How can I extract data with a list of URLs?
Follow1. Understand Octoparse List of URLs loop mode
When your desired data spans through multiple pages sharing the same page structure, you can input the URLs of these pages into Octoparse to set up a loop. Octoparse will load the URL one by one to scrape the data from each page.
2. Maximum amount of URLs allowed to input
We suggest you add no more than 10,000 URLs for one task. Depending on the length of the URLs, this number would be slightly different.
You will receive an error indicating as below when you've exceeded the limit.
3. Start a new task with a list of URLs
- Enter your list of URLs
When more than one line of URL is added to the Extraction URL box, Octoparse would enter the List of URLs loop mode by default and create a Loop Item automatically.

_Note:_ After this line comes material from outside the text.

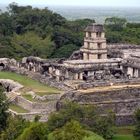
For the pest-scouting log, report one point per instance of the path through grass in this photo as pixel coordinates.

- Set Wait before execution
To prevent the URLs from incompletely loading, we can set a wait time before the action is executed (2 seconds will work usually).
Advanced Options > Wait before execution
4. Edit the list of URLs you enter
After you entered the list of URL, you are still able to modify them.
Advanced Options > List of URLs
Artículo en español: ¿Cómo puedo extraer datos con una lista de URL?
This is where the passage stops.